I had a successful couple of hours in Plymouth’s Waterstones browsing and buying. I’m writing a new story and the purchases are ideal for accurate information about World War Two, but I need others with photographs about the social history in and around London of that period. My book search led me to the Barbican where there are secondhand bookshops, one of which has an extensive selection. After searching numerous muddled and crammed shelves with the familiar smell of old paper, we gave up for the day.

Just as well to have a gander while here, Mr Word Loft and I agreed. It doesn’t matter how many times we’ve visited the historical port, there is always something different to explore.

We started with the mural by the South West’s celebrated artist Robert Lenkiewicz, a well-known figure in the vicinity who died in 2002. Sadly, the art is in a bad state and needs renovation, but the fading Elizabethan theme was splendid when completed in the early 1970s.
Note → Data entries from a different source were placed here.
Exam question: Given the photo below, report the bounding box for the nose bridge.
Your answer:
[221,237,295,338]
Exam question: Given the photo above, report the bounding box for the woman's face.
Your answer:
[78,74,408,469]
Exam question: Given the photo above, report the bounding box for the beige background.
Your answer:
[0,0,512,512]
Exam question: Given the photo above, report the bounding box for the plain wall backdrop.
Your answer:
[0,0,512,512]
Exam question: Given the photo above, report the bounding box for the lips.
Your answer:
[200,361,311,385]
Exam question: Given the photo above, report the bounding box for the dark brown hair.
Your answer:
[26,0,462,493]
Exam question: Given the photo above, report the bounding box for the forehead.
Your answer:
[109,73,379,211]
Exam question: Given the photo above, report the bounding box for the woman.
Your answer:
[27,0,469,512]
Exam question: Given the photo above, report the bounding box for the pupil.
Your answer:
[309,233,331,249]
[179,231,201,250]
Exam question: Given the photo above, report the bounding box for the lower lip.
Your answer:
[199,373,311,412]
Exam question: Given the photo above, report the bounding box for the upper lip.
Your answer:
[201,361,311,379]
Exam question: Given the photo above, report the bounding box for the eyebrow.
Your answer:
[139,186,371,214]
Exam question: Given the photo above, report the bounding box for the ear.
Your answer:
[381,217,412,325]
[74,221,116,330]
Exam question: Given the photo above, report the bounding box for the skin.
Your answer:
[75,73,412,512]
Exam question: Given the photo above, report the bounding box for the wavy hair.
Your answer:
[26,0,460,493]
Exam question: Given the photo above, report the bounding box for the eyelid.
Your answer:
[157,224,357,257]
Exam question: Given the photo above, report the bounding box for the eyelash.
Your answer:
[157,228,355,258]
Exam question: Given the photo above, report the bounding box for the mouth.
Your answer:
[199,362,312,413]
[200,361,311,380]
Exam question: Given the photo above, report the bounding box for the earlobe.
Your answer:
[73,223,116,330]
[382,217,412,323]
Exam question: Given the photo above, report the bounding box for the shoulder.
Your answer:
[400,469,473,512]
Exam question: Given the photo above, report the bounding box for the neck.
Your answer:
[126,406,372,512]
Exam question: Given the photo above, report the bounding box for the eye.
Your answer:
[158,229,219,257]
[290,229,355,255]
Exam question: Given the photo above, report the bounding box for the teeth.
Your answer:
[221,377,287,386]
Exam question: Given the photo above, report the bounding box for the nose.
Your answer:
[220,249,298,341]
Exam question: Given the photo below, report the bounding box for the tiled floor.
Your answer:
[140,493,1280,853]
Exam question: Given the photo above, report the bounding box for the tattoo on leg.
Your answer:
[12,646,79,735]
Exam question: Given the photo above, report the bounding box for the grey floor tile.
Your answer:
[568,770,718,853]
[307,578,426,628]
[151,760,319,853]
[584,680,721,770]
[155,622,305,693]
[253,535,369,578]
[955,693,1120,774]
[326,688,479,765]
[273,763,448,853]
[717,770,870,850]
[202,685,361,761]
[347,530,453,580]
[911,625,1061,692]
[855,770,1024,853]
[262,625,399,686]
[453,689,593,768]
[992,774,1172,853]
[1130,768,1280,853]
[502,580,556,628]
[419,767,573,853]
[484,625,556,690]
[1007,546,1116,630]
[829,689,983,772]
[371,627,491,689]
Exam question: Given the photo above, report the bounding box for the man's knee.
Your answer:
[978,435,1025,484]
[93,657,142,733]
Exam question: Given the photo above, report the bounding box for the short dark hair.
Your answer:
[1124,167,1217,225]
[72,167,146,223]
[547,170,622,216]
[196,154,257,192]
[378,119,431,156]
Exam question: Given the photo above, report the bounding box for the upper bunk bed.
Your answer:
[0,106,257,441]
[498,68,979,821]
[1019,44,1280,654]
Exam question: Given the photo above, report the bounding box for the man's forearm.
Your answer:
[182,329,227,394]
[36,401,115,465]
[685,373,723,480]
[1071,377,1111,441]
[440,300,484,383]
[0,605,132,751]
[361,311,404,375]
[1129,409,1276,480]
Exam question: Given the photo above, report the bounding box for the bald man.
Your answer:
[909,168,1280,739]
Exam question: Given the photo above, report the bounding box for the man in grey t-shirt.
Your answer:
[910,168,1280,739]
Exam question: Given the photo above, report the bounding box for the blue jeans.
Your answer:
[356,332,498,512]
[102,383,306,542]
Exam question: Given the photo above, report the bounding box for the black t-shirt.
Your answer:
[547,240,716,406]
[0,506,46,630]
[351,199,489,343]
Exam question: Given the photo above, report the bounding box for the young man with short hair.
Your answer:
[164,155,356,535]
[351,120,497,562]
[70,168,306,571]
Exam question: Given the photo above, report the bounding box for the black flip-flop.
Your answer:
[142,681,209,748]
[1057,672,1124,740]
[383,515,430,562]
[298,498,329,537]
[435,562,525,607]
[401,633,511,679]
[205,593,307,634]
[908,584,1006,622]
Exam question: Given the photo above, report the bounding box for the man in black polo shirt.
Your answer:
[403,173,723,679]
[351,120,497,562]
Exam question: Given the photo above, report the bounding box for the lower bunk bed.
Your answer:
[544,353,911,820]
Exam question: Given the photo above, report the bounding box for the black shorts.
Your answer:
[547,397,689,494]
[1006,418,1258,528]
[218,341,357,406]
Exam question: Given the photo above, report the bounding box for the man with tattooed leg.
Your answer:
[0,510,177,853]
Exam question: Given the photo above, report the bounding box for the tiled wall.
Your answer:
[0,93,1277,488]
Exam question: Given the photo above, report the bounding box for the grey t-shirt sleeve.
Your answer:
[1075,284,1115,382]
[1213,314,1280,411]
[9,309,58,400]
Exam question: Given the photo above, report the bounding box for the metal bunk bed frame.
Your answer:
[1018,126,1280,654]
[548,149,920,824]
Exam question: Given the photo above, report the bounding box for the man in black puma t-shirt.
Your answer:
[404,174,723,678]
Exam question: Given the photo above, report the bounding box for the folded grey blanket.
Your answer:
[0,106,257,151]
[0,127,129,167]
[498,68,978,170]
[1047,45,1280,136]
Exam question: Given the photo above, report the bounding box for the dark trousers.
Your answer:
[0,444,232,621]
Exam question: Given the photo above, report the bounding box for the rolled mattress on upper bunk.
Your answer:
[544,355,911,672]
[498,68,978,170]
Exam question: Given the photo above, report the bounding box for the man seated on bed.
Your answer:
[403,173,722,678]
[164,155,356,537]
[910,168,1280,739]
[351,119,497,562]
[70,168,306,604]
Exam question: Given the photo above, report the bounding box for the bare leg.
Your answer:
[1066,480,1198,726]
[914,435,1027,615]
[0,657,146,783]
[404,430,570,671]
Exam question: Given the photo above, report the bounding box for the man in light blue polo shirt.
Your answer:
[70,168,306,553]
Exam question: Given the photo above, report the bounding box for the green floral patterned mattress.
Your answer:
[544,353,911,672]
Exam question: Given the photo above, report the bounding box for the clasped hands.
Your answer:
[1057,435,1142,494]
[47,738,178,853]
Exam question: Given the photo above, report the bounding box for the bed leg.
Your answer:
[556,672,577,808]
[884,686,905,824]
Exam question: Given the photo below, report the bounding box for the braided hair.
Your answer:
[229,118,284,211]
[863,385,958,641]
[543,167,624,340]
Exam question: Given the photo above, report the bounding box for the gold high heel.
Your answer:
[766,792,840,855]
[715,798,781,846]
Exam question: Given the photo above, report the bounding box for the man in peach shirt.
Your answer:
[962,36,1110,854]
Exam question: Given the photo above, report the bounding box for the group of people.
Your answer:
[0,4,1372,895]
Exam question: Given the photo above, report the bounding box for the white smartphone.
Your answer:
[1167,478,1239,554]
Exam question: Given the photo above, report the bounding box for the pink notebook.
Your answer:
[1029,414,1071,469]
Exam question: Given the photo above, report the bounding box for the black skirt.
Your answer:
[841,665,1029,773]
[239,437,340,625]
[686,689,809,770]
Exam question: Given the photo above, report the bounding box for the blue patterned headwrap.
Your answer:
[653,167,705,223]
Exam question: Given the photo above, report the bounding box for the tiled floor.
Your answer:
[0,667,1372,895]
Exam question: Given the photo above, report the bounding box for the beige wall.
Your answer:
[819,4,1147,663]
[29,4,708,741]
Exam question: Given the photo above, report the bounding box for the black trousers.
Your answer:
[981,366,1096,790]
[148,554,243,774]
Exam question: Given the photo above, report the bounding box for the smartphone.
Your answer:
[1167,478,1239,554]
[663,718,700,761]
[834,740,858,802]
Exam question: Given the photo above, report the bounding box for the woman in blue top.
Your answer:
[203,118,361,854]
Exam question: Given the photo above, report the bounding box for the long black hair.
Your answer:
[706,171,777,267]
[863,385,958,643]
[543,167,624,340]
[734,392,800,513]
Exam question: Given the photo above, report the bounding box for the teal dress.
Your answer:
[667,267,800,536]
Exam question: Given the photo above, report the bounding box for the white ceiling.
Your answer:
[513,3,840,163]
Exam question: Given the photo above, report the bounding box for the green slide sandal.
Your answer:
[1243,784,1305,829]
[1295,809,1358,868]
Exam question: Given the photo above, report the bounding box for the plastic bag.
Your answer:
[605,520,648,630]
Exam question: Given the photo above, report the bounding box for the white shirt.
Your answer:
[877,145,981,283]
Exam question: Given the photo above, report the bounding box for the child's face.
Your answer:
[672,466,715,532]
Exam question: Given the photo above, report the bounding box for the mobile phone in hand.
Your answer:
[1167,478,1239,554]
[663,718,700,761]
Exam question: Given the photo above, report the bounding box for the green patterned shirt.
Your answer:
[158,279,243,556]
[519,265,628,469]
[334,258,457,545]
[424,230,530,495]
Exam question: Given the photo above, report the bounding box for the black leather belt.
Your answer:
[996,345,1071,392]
Then its hues were rich and similar to those used on the Round Room Mural at Port Eliot in the village where we live.

The British and American flags flutter over the columned portico commemorating the Pilgrim’s journey to New England on the Mayflower. The adventure started from the steps beyond, when just over one hundred passengers set sail to America in 1620.

Several events throughout Plymouth had been planned for the four hundredth anniversary of the voyage but were scuppered by Covid. It was moving to stand and gaze out at sea imagining how it must have felt for those dreaming of a better life and sailing into the unknown with high hopes.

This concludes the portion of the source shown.